Мы постоянно оперируем термином «игра», когда говорим об отдыхе и свободе, о роке и случайности, о душевных исканиях, о детях и взрослых, о людях и животных, трактуя это понятие предельно широко. «Весь мир – театр. В нем женщины, мужчины – все актеры… И каждый не одну играет роль», – эта вошедшая в наше миропонимание шекспировская метафора жизни отражает не только множество значений, которыми мы нагружаем понятие игры, но связывает его с поисками смысла человеческого бытия. Какие роли выпадают нам по прихоти судьбы? Где граница между диктатом навязанного игрового правила и свободой выбора? Где грань между «казаться» и «быть»?
Играют боги, играют дети, играют звери. Феноменология игр бесконечно многообразна. При этом обыденное сознание, не выходя за пределы феноменологии, что называется, де-факто успешно отличает «игру» от «не игры». А наука, от которой требуется дать универсальное определение, – с этой задачей не справляется.
И в повседневной жизни, и в науке мы постоянно обращаемся к таким понятиям, как «общество», «цивилизация», «культура», «человек», при этом мы всегда вполне понимаем, что под ними подразумевается, в каком бы контексте они ни звучали. Трудности возникают тогда, когда мы пытаемся дать им строгое определение. Дело даже не в том, что определения нет, – напротив, проблема в том, что определений существует великое множество, а значит, нет ни одного исчерпывающего столь глобальные и многосторонние явления.

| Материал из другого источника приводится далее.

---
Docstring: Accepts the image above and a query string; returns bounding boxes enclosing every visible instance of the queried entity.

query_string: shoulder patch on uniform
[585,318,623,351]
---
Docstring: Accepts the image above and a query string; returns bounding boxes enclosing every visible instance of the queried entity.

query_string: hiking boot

Американские антропологи К. Клакхон и А. Крёбер в своем критическом обзоре понятия «культура» упоминают сотни определений культуры, классифицируя их и выделяя их системные основания (Cluckhohn, Kroeber, Meyer 1952). Сходным образом обстоит дело и с игрой. В словарях, в справочных изданиях, в научных работах определения игры зачастую даются «от противного»: игра – это то, что не труд, то, что не приносит реальной пользы, это то, что не всерьез. «Игра – занятие с целью развлечения, забава…»[1] «Играть – … шутить, тешиться, веселиться… проводить время потехой… от скуки, безделья»[2]. В солидном академическом издании энциклопедии Брокгауза и Ефрона, где, казалось бы, систематизировано и определено решительно все, в статье «Игры» нет общего определения данного явления, что само по себе показательно. Статья начинается сразу с описания игр древних римлян, далее следует небольшой раздел о славянских игрищах, об игре в целом и об играх животных ни слова (Брокгауз и Ефрон. 1894. Т. XII (a): 790–792).

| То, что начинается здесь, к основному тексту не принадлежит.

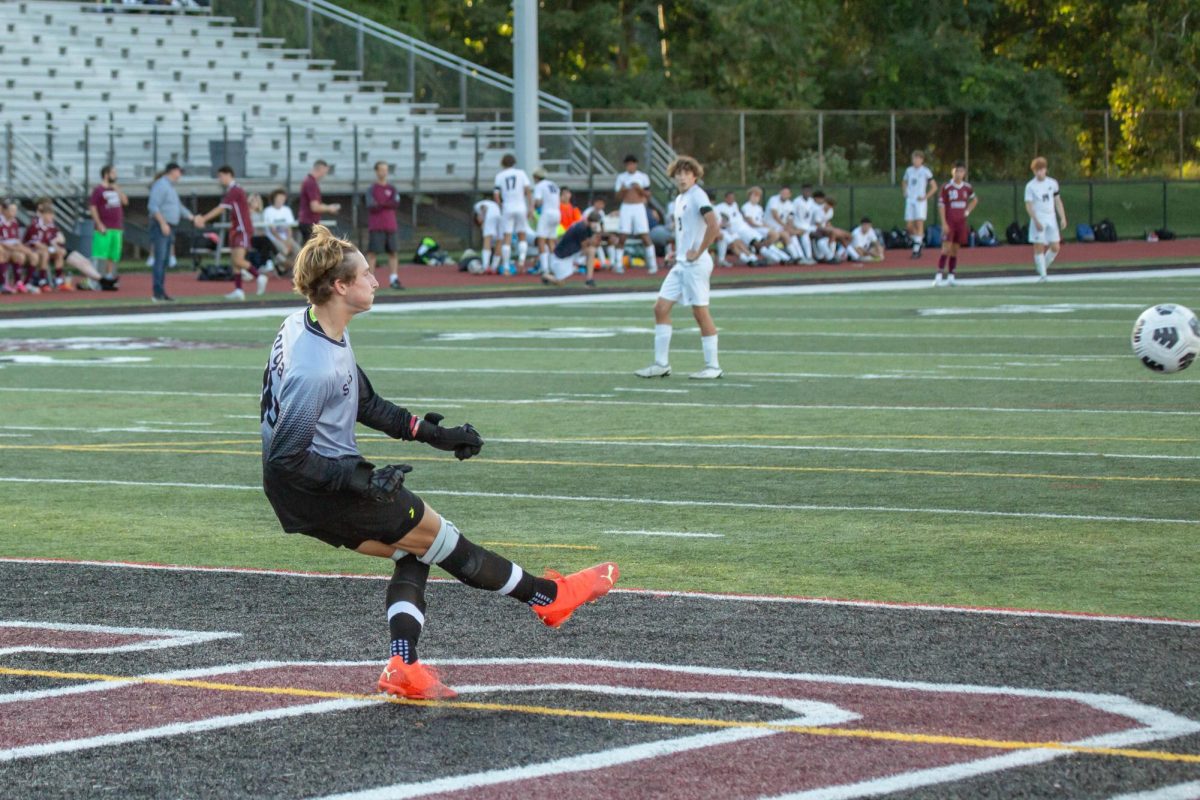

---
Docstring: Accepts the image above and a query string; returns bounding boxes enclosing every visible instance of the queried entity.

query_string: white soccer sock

Строгие определения игры на сегодняшний день не охватывают всего ее многообразия. Определение игры животных как избыточной, «спонтанной» активности и даже «преадаптации» скудновато, когда речь идет об «играх, в которые играют люди»; а определения, которые противопоставляют игру серьезной деятельности, вроде «…занятие, обусловленное совокупностью определенных правил, приемов и служащее для заполнения досуга»[3], имеют мало отношения к игре в филогенезе.